“ Head straight into the waves and paddle hard”, my husband Dave shouted at me. We were kayaking down the Nam Khan River near Luang Prabang in Laos. The day before in the office of the eco-tour company that organized our kayaking adventure I deliberately requested we take the trip labeled ‘easy’. I wasn’t interested in any white water rapid shooting. I just wanted to see the Laotian countryside from a river perspective.
The first part of our trip was deceptively calm and placid. The scenery was as interesting as I had hoped. Rounded rocks covered with lush green foliage and neatly terraced farm fields lined the river. Little boys were jumping into the water for their morning bath. Women in large straw hats were wading up to their waists holding bamboo cages they were using as fish traps. Along the shore huge horned water buffalo were cooling off in shallow pools.

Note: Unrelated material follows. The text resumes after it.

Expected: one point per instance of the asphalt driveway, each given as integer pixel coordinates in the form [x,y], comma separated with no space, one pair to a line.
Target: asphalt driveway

Our first stop was the Tad Se waterfalls. It was the rainy season so the falls were running high and hard. A white watery torrent raged around leafy trees, across large rocky boulders and washed over bamboo bridges. Our guides took us to a beautiful pool at the base of the falls where the water was clear and cool. Sweaty from kayaking in the blazing heat we jumped in. If you stood just under a place where the water was gushing over the rocks it was like having a shower, the powerful spray pummeled your body like a strong masseuse.
Our guides had brought along lunch. There was oily sticky rice rich with vegetables and spices that we ate with our fingers. We were ravenous after our paddling and swimming and washed down the meal quickly with water and large bottles of Beer Lao, the local brew that some say is the most delicious in Asia. For dessert there were small Laotian grown bananas.
We left the waterfall in pouring rain that lasted for almost an hour. I was drenched in seconds but it was a lovely reprieve from the humidity. The only time I was slightly nervous was when a couple of bolts of lightning forked down not far from us accompanied by ear-splitting thunder. Just as the sun broke through the clouds we reached a set of rapids. The guides had warned us they were coming but I was sure they were joking. The seething eddies and high white- capped waves in front of us were certainly no joke. I was in the front of the kayak and as we hit the first wave, muddy water washed over me and right into my mouth stifling my screams. My husband Dave shouted at me to “paddle hard and head straight into the waves”. Galvanized by fear I obeyed orders. It only took a few minutes for us to clear the rapids. We looked back to see that two British ladies who were also on our tour hadn’t been as fortunate. Their kayak had tipped and they were floundering in the water. Our guides had jumped in to rescue them and their belongings.
We were more prepared for the next sets of rapids and after two more hours of paddling we arrived at our destination. We still had a long slippery trek up the high muddy riverbank in the blistering heat but I was just happy to be back on land.